MILANO – L’apertura del Giappone ai commerci, a partire dalla seconda metà dell’ottocento ha fatto sì che abbiano preso piede nel paese del sol levante, moltissime bevande sino ad allora sconosciute. E che queste bevande siano state reinterpretate alla nipponica, con un tocco in più che le ha, a volte, valorizzate. Ciò è valso per la birra e per il whisky. E, in tempi più recenti, anche per il caffè.
Questa l’interessante tesi sostenuta in un articolo di Anna Muzio per Il Giornale, di cui riprendiamo di seguito i passaggi salienti.

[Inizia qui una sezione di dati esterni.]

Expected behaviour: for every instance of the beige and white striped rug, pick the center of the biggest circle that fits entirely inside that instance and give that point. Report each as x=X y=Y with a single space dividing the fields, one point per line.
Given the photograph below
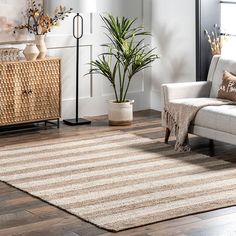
x=117 y=180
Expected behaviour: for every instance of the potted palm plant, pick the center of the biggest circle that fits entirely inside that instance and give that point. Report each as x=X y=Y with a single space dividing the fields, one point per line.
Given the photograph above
x=126 y=55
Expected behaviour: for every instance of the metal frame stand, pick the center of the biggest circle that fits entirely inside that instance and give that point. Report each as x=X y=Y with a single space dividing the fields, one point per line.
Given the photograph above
x=77 y=120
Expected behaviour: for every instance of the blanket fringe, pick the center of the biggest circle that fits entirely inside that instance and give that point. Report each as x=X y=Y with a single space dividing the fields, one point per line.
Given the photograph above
x=172 y=125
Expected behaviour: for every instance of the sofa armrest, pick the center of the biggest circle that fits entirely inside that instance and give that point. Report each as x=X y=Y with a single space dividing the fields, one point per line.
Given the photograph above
x=185 y=90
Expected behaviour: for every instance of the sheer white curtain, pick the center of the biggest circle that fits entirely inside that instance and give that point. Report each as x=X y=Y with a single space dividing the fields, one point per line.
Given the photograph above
x=228 y=26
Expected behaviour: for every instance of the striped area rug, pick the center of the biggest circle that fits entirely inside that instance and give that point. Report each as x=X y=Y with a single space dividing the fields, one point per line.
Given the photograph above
x=117 y=180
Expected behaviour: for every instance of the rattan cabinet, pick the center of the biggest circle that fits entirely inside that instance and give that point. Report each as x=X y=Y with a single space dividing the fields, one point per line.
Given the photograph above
x=29 y=91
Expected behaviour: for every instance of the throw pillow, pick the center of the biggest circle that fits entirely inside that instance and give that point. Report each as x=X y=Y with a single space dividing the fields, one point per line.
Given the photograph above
x=227 y=89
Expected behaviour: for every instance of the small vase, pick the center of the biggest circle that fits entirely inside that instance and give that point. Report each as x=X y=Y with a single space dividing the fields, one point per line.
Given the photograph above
x=40 y=43
x=31 y=52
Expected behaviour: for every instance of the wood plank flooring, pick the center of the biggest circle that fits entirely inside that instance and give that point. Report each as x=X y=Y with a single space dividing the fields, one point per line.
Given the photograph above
x=21 y=214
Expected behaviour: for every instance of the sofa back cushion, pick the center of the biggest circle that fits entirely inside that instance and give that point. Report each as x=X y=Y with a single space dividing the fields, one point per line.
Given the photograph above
x=228 y=87
x=216 y=72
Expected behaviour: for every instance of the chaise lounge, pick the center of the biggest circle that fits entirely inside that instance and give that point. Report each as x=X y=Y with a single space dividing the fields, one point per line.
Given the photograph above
x=212 y=122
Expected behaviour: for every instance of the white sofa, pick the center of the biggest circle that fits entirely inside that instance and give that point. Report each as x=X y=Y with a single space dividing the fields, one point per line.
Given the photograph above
x=212 y=122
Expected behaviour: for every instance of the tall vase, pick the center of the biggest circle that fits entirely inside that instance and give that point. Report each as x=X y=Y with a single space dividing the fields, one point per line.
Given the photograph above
x=40 y=43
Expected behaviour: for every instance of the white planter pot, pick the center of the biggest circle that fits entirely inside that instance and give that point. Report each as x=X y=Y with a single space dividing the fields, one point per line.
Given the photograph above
x=31 y=52
x=120 y=113
x=40 y=43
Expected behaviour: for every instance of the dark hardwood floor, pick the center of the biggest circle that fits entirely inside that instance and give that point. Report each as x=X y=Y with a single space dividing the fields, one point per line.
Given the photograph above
x=21 y=214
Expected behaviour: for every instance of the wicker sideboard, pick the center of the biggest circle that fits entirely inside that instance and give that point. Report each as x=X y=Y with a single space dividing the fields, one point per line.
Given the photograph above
x=29 y=91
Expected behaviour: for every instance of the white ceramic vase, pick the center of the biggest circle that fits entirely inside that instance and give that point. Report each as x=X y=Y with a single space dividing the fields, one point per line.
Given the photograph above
x=31 y=52
x=120 y=114
x=41 y=45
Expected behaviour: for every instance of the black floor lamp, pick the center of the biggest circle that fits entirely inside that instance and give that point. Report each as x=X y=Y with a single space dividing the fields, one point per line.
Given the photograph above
x=78 y=6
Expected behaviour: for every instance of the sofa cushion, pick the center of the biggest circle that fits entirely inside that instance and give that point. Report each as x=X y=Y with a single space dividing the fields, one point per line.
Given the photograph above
x=227 y=89
x=222 y=66
x=221 y=118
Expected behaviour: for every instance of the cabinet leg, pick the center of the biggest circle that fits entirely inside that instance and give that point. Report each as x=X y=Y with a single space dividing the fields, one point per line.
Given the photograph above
x=167 y=135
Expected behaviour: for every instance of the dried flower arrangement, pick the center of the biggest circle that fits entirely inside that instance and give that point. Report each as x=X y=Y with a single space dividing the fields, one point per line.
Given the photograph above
x=38 y=22
x=216 y=40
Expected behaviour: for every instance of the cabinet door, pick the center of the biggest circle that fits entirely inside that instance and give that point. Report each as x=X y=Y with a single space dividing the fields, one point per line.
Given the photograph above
x=7 y=92
x=44 y=90
x=21 y=96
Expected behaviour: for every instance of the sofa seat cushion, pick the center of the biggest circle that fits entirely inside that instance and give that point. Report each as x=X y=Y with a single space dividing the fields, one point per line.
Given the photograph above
x=221 y=118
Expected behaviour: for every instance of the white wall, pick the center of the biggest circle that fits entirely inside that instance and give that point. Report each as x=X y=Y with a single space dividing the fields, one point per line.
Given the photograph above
x=95 y=91
x=173 y=24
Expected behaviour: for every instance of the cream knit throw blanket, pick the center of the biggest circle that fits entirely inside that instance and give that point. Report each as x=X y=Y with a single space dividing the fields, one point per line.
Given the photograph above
x=179 y=113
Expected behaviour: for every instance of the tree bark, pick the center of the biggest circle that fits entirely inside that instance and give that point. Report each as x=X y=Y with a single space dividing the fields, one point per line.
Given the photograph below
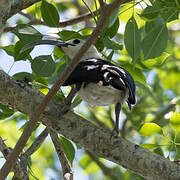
x=25 y=98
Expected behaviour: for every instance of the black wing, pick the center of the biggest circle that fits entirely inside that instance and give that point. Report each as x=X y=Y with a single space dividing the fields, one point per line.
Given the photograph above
x=96 y=70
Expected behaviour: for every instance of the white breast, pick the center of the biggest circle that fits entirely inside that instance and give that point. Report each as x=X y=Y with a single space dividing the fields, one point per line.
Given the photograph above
x=97 y=95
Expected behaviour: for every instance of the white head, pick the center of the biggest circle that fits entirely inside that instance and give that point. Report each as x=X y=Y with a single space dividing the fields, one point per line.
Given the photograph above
x=72 y=47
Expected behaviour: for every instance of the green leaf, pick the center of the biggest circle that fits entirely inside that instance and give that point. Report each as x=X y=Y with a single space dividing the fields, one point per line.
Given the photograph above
x=76 y=101
x=24 y=76
x=149 y=146
x=113 y=17
x=159 y=151
x=5 y=112
x=112 y=31
x=175 y=121
x=110 y=44
x=17 y=52
x=99 y=44
x=43 y=66
x=68 y=148
x=150 y=25
x=9 y=49
x=59 y=96
x=149 y=13
x=27 y=33
x=136 y=73
x=58 y=53
x=132 y=39
x=155 y=42
x=49 y=14
x=150 y=63
x=150 y=128
x=67 y=35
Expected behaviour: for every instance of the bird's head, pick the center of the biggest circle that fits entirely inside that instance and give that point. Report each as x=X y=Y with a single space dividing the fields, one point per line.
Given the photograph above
x=71 y=47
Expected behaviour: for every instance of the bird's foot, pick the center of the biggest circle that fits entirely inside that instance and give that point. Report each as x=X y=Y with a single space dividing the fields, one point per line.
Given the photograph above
x=114 y=133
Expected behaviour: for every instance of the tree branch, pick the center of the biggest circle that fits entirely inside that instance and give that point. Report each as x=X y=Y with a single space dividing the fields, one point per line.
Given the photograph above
x=66 y=166
x=34 y=21
x=37 y=143
x=41 y=107
x=18 y=170
x=107 y=171
x=87 y=135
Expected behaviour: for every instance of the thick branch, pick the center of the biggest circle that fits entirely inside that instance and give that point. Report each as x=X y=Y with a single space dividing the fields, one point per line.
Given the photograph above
x=19 y=172
x=97 y=140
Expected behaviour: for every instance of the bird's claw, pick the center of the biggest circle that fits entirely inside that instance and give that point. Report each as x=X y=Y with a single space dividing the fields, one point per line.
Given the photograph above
x=114 y=133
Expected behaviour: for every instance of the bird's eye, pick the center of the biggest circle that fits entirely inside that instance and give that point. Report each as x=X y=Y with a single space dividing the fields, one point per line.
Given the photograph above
x=76 y=41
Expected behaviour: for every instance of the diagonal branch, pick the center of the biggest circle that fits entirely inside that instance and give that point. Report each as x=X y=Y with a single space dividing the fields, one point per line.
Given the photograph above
x=19 y=172
x=87 y=135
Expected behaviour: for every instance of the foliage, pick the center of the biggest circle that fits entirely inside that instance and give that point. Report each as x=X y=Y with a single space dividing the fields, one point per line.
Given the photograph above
x=147 y=48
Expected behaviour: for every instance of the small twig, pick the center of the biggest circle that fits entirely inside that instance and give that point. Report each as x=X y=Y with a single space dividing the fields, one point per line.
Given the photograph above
x=106 y=171
x=102 y=4
x=123 y=129
x=66 y=166
x=36 y=144
x=70 y=22
x=68 y=70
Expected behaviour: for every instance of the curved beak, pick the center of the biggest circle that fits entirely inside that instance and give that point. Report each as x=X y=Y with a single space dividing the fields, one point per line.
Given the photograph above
x=44 y=42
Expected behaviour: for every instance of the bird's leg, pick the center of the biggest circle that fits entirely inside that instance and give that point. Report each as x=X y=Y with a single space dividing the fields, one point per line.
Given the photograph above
x=71 y=95
x=115 y=131
x=66 y=105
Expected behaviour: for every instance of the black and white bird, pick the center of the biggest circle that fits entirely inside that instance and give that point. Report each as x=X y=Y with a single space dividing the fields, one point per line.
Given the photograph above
x=99 y=82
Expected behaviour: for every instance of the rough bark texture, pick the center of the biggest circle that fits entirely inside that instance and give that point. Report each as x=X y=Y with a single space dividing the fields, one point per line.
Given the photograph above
x=25 y=98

Che cosa bevono i giapponesi? Sakè, naturalmente, il liquore di riso tradizionale. Ma anche bevande qui ignote fino a fine Ottocento, quando, terminato il periodo Edo, il Giappone si riaprì ai commerci.
In termini di bevande in fondo è poco, se si considera che il vino ha 8mila anni e la birra forse anche di più. Ma queste bevande che riteniamo «nostre» qui si sono trasformate. Birra, whisky, caffè e acqua in bottiglia sono in vari modi stati reinventati e dotati di quel tocco che a noi, con la nostra grande tradizione che cerchiamo di disturbare il meno possibile, a volte manca.
È il concetto di Kaizen, unione di Kai (cambiamento) e Zen (buono, migliore), che potremmo tradurre con miglioramento continuo. Applicato all’industria manifatturiera in ginocchio nel dopoguerra, implica una cura del dettaglio e una ricerca dell’eccellenza che non ha risparmiato il mondo del bere.
Prendiamo la birra
Un prodotto antichissimo, ma tutt’altro che tradizionale in Asia. Gli olandesi, tra i pochi ammessi a commerciare nel Seicento dal porto di Nagasaki, qui la fabbricavano, ma i primi birrifici «nazionali» nacquero tra il 1869 e il 1876.
Producevano una birra di stile nordeuropeo a fermentazione bassa, una sorta di standard mondiale. Solo nella seconda metà del Novecento la birra decolla. E nel 1987, dopo anni di studi e ricerche la Asahi crea quella che è oggi la super premium più venduta nel Paese, la «Karakuchi», che significa, nella asciutta succintezza di due eleganti ideogrammi, «gusto secco». Pulisce il palato e si abbina idealmente con il cibo giapponese. E ora si sta affacciando nell’alta cucina internazionale.
Emblematico anche il caso del whisky
Entra nel Paese nell’Ottocento ma la prima distilleria che lo mette in commercio è la Yamakazi, nata nel 1923 nell’indifferenza del resto del mondo. Però l’acqua locale, dolce e quasi priva di minerali, è usata da secoli per infondere tè eccellenti. Il lungo periodo di oscurità è rotto negli anni 2000 quando due whisky dei maggiori brand, Nikka e Suntory, vincono due competizioni internazionali.
Merito di un rispetto della tradizione scozzese che ormai non si trova più neppure in Scozia: in ogni botte si cerca di migliorare un prodotto che ha già raggiunti livelli altissimi.
Troppo alcol vi sta dando alla testa?
Allora passiamo al caffè che in Giappone non si coltiva ma si beve. Preferibilmente filtrato. In tutti i modi, in lattina o dalle onnipresenti macchinette distributrici. O meglio nelle tradizionali kissaten, la prima delle quali aprì a Tokyo nel 1888, o nei nuovi locali specialty.
Accomunati da una ricerca spasmodica della qualità e dell’estrazione perfetta, che avviene davanti al cliente, curatissima. Come fece per 60 anni Sekiguchi Ichiro proprietario del Café de L’Ambre di Tokyo, scomparso l’anno scorso a 103 anni che dal 1948, tutti i giorni serviva solo caffè e tostava con attrezzi tradizionali, sempre gli stessi.
Infine, l’elemento che accomuna tutti gli altri, l’acqua. A questo punto non vi sorprenderà scoprire che cavalcando la moda delle acque di lusso non nuova ma inspiegabilmente intramontabile due delle più care del mondo sono proprio giapponesi.
Stiamo parlando della Fillico Jewelry dalla bottiglia gioiello, 616 dollari al litro, e la SuperNariwa, nata da una sorgente di roccia vulcanica naturalmente magnetica che pare allunghi la vita. La minibottiglia da 10 ml costa quasi 100 dollari. In questo caso più che di eccellenza dovremmo parlare di marketing. Ma questo, in fondo, è Shoganai, ciò che non può essere evitato e avviene al di fuori del nostro controllo.